Mr Mohammed, who has barely spent four months in office, will be replaced by Rabiu Umar, a former executive of the Dangote Group, subject to confirmation by the Senate.
Many Nigerians, especially stakeholders in the oil and gas industry, were taken by surprise on Wednesday following the announcement that President Bola Tinubu had approved the removal of Saidu Mohammed as the Chief Executive Officer of the Nigerian Midstream and Downstream Petroleum Regulatory Authority (NMDPRA).
Mr Mohammed, who has barely spent four months in office, will be replaced by Rabiu Umar, a former executive of the Dangote Group, subject to confirmation by the Senate.
Mr Umar previously served as Group Sales and Marketing Director at Dangote Cement Plc and has over 20 years of experience in senior and executive roles across the downstream petroleum and cement manufacturing sectors.
Before joining Dangote Cement, he began his career at Oando Plc, where he rose through several management positions within the marketing business and successfully led the company’s sales and marketing transformation plan.
He holds a degree in Accounting from Bayero University, Kano, is an alumnus of Harvard Business School, and a member of the Institute of Directors.
Mr Umar’s appointment comes less than five months after Mr Tinubu appointed Mr Mohammed to succeed Farouk Ahmed, the former NMDPRA chief executive who had a prolonged public dispute with Aliko Dangote, President and Chief Executive Officer of Dangote Group, over the issuance of petroleum import licences.
Since the commencement of operations at the Dangote Refinery in 2024, Mr Dangote has repeatedly pushed for local marketers to rely primarily on local refinery for petroleum products rather than continue importing refined fuel.
However, the former NMDPRA leadership under Mr Ahmed consistently opposed any move perceived as creating a monopoly, insisting that allowing a single refinery to dominate supply would undermine competition and threaten Nigeria’s long-term energy security.
That disagreement marked the beginning of the feud between Messrs Dangote and Ahmed.
Mr Dangote later accused Mr Ahmed of corruption and alleged that the regulator was colluding with international traders and fuel importers to frustrate local refining by continuing to issue import licences.
He also alleged that Mr Ahmed was living beyond his legitimate means, claiming that four of his children were enrolled in expensive secondary schools in Switzerland, raising concerns over possible abuse of office and regulatory integrity.
Mr Ahmed eventually resigned following the controversy.
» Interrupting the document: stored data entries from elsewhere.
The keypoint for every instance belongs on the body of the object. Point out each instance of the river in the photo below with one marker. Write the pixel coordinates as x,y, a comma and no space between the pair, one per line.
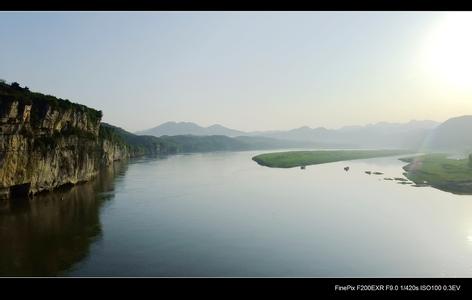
221,214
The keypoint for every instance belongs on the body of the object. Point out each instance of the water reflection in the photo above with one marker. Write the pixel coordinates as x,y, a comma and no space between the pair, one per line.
46,235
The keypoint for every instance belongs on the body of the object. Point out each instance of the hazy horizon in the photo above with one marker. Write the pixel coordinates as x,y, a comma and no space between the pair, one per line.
250,71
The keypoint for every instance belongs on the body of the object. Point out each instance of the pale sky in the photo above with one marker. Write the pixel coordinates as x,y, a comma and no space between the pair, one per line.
246,70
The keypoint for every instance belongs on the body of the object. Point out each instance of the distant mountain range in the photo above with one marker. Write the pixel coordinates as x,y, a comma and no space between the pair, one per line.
189,128
409,135
454,135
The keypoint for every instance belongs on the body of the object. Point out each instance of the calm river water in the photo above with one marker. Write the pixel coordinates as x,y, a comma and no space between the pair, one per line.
221,214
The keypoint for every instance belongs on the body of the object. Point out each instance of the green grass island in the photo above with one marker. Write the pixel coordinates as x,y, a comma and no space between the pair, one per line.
292,159
438,171
433,169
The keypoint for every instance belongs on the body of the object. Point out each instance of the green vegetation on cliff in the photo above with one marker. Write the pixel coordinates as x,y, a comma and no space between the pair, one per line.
40,103
436,170
303,158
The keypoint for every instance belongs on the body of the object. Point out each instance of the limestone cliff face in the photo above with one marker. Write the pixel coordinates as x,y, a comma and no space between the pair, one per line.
44,146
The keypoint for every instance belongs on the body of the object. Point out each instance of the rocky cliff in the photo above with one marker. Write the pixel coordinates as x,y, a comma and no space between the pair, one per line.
47,142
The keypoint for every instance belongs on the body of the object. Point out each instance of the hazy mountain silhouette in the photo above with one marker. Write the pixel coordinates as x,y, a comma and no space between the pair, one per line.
186,128
380,135
452,135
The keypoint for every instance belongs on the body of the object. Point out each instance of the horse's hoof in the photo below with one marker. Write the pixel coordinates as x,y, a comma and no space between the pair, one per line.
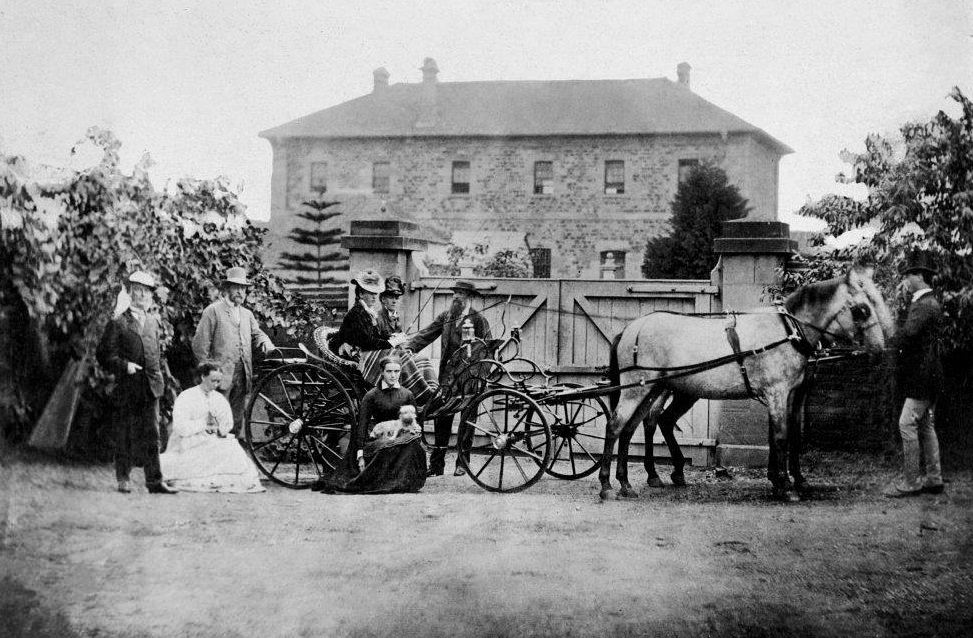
626,491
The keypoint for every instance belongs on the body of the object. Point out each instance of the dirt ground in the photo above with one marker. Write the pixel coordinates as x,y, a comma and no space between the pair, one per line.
717,558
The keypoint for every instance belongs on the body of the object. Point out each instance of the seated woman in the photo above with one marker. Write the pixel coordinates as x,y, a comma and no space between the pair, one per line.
364,337
200,456
385,453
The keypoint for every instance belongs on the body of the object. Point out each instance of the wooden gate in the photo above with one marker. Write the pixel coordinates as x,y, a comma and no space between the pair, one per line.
567,325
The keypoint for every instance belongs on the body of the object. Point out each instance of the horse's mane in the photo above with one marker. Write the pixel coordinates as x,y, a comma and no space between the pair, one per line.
812,294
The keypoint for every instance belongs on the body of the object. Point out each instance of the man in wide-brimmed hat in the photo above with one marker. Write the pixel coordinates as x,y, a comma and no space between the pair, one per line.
449,325
130,350
919,375
389,321
227,333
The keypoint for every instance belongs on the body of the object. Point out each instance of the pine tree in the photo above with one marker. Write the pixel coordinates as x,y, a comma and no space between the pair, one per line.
703,202
312,266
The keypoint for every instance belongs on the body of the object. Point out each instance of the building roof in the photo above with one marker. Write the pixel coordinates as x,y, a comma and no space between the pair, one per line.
524,108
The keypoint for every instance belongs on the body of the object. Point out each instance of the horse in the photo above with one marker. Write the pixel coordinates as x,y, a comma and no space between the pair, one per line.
761,355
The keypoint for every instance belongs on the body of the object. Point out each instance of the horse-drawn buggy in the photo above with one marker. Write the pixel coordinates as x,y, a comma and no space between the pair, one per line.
517,423
514,425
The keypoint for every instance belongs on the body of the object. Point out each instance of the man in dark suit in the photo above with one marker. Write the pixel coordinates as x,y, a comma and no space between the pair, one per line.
919,375
449,326
129,349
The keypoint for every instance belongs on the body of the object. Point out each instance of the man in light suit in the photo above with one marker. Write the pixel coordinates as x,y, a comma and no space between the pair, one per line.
129,349
449,326
227,333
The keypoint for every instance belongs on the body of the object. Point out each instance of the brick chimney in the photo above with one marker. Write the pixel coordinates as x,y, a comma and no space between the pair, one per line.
428,112
381,79
682,72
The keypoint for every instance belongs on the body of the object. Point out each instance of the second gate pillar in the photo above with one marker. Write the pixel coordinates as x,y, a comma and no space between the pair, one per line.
750,254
Although the presidency has not provided specific reasons for Mr Mohammed’s removal, his exit comes at a period of heightened pressure in the downstream sector.
Nigeria’s aviation industry is currently grappling with rising aviation fuel costs, with several airlines warning of possible operational disruptions.
Mr Mohammed was reportedly removed while on an official trip to Berlin, Germany, where he was leading NMDPRA delegates to the Pipeline Technology Conference held from 27 to 30 April.
In a statement issued on Wednesday, the Presidency said the decision was made pursuant to the Petroleum Industry Act (PIA) 2021 and was aimed at strengthening regulatory effectiveness in the midstream and downstream petroleum sectors in line with the administration’s Renewed Hope Agenda.
President Tinubu described Mr Umar as a seasoned executive with more than 25 years of experience across the energy, manufacturing and infrastructure sectors.
According to the statement, he has a proven track record in strategic leadership, operational transformation and large-scale project delivery.
Mr Umar’s appointment comes at a time when the federal government is intensifying efforts to reform Nigeria’s oil and gas sector and maximise the country’s hydrocarbon resources for economic growth.
The emergence of Dangote Refinery has also become more significant amid global oil market volatility and tensions in the Middle East, which have contributed to rising petrol prices.
While government officials and industry stakeholders have described the refinery as a major stabilising force, many Nigerians continue to struggle with the high cost of fuel nationwide.
Industry observers say the situation could have been significantly worse without local refining capacity from the refinery.
As global crude prices fluctuate, the refinery has repeatedly adjusted its ex-depot and pump prices in response to market conditions.
Meanwhile, several African countries are reportedly in discussions with Mr Dangote on the possibility of replicating similar large-scale refinery projects in East Africa.
Given Mr Umar’s previous role within the Dangote Group, some analysts believe his appointment may be interpreted as a strategic signal to align regulatory leadership more closely with the realities of Nigeria’s evolving downstream market, particularly as Dangote seeks to protect his estimated $20 billion refinery investment.